Kroll at 928 (footnote omitted). This theoretically results in lower premiums for an insured since there is no open-ended "tail" after the expiration date of the policy. In fact, there can be no "tail" unless, of course, an extended reporting period is written into the claims-made policy itself. Some claims-made policies do provide that claims made against the insured during the policy period may be reported to the insurer during a specified period after the end of the policy period. See James & Hackworth v. Continental Casualty Co., 522 F. Supp. 785 (N.D. Ala. 1980) (60 days specified in the policy); Graman v. Continental Casualty Co. (60 days specified in the policy); Troy & Stalder Co. v. Continental Casualty Co., 206 Neb. 28, 290 N.W.2d 809 (1980) (60 days specified in the policy); Gereboff v. Home Indemnity Co. (one year specified in the policy). The liability policy in this case did not so provide. However, it contained a provision[2] which gave the insured, in consideration of an additional premium, the right, which need be exercised by written notice not later than 30 days after the termination date of the policy, to have issued an endorsement providing an extended discovery period within which claims otherwise covered by the policy may be reported to the insurer after the end of the policy period. This extended discovery endorsement would thus have permitted Dolan to report the claim in question to Gulf at a point in time after the termination date of the policy period. Dolan, however, declined to avail itself of this quasi-"tail" provision.[3] "[T]he insured received what [it] paid for by the present policy, with premiums presumably reduced to reflect the limited coverage." Livingston Parish School Board, 282 So.2d at 483. Dolan cannot now be heard to complain.

The opinion of the district court which reversed Gulf's summary judgment is hereby quashed, and the cause is remanded for further proceedings not inconsistent herewith.

It is so ordered.

*517 ALDERMAN, C.J., and ADKINS, BOYD, OVERTON, McDONALD and SHAW, JJ., concur.

NOTES

[1] The district court posed the following factual situation:

A time comes at the end of the policy period when it may well be impossible for the insured to notify the company of a claim. The extreme case would involve the receipt of a claim by the insured minutes before the midnight expiration of the term on the last day thereof.

419 So.2d at 1110 (emphasis supplied).
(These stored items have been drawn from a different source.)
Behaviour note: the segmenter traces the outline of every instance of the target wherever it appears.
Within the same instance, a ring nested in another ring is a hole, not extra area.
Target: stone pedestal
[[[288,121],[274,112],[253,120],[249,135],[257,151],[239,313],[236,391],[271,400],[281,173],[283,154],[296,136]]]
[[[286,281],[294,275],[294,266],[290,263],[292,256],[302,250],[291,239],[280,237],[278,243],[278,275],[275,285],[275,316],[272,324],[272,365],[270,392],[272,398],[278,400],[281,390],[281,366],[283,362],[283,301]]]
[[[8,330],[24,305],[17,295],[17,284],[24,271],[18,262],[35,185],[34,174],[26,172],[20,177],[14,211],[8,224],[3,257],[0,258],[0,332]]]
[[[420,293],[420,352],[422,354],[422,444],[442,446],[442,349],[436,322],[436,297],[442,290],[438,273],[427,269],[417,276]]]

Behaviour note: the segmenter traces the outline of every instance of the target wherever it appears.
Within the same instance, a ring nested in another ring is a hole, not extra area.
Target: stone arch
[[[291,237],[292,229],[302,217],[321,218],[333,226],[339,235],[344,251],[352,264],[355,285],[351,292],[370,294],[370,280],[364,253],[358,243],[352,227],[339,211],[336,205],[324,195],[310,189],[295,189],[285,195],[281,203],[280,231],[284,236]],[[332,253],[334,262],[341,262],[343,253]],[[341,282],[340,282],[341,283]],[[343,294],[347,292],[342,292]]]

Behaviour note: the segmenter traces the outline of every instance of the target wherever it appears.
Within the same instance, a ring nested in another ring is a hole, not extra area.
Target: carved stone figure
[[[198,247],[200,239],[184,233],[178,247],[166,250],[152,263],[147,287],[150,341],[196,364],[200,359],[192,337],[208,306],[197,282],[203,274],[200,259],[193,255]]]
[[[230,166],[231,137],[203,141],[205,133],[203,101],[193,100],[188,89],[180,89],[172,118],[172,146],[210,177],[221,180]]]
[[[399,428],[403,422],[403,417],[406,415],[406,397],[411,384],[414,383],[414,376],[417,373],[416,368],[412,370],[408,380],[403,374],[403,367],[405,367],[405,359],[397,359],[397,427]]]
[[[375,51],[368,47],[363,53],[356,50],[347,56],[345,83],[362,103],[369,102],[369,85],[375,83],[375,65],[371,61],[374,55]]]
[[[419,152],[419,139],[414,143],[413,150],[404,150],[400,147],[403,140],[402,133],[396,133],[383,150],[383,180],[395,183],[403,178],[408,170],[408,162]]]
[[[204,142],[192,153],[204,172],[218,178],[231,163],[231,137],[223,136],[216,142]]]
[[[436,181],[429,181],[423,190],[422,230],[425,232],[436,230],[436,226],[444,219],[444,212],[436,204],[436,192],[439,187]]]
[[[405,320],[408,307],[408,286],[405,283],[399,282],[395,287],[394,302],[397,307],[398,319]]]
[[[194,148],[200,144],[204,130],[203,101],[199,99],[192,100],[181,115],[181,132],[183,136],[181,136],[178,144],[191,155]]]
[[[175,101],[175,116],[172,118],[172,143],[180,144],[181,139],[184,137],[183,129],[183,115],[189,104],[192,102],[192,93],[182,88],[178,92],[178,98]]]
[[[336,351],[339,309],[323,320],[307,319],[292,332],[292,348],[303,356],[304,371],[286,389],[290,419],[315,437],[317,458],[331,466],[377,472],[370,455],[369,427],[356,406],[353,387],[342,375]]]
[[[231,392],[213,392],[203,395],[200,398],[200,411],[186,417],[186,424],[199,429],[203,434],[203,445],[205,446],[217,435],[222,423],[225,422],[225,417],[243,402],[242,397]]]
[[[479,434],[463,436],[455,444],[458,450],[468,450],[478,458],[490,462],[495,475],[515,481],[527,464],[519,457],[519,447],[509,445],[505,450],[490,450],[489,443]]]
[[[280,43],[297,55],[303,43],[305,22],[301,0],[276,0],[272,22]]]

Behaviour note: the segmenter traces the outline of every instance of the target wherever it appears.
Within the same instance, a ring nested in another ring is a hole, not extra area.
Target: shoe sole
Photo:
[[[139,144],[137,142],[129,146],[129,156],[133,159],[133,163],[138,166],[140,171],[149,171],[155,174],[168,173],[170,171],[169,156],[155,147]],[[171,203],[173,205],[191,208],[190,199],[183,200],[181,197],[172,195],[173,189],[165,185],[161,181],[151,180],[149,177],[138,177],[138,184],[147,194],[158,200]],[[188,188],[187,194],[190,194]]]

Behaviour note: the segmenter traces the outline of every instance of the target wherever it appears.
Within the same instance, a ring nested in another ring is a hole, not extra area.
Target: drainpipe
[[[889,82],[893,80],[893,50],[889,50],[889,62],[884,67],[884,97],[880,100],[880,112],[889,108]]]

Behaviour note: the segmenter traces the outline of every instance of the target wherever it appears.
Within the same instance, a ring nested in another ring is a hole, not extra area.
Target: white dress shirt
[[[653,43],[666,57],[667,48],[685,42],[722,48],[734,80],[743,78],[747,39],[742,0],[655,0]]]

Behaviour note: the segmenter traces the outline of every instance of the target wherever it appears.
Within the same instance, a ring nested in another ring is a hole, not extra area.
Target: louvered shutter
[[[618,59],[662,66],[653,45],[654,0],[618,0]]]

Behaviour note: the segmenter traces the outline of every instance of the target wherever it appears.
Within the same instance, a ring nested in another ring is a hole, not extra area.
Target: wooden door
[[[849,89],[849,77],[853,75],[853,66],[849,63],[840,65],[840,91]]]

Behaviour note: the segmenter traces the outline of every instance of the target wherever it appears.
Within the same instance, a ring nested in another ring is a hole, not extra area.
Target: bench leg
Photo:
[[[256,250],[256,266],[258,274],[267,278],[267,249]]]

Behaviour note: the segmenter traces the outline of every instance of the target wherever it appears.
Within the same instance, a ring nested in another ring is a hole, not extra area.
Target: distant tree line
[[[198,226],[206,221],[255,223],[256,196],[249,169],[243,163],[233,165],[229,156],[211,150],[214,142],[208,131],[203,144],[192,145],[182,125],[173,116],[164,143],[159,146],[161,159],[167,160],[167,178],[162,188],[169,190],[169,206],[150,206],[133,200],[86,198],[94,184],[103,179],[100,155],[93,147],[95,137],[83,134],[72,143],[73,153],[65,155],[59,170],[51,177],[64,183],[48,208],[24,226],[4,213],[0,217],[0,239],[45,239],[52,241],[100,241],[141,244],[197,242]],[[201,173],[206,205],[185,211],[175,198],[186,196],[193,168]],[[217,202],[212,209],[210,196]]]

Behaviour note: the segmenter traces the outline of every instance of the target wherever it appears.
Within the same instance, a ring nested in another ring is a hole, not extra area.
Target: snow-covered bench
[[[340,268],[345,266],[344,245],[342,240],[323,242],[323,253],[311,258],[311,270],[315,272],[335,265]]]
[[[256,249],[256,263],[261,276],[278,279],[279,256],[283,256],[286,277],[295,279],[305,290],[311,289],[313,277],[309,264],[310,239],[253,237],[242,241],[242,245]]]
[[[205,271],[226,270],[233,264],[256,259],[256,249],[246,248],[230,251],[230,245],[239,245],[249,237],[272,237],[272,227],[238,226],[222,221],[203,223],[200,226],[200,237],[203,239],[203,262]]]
Without deciding the issue at this time, we believe that under the circumstances a "reasonable time" would not be germane to a claims-made contract; instead, if an impossibility prevented notice being given to an insurer at the very end of the policy period, it may well be that an insured would be relieved of giving notice during the period of such impossibility. In most instances, this would be measurably shorter than a "reasonable" period of time. That issue is not before us, however, and we decline to fully address it.

[2] That section reads:

In the event of termination of insurance either by non-renewal or cancellation of this policy, or termination of an extended discovery period, the Named Insured shall have the right upon payment of an additional premium (to be computed in accordance with the Company's rules, rates, rating plans and premiums applicable on the effective date of the endorsement) to have issued an endorsement(s) providing additional EXTENDED DISCOVERY PERIOD(S) in which claims otherwise covered by this policy may be reported. The limits of liability at the time this insurance is terminated shall be the limits applicable to each extended discovery period. Such right hereunder must, however, be exercised by the Named Insured by written notice not later than thirty (30) days after such termination date.

[3] This right was available to Dolan at the time it notified LPLIC of the claim in question on December 6, 1979 and for a period of two weeks thereafter.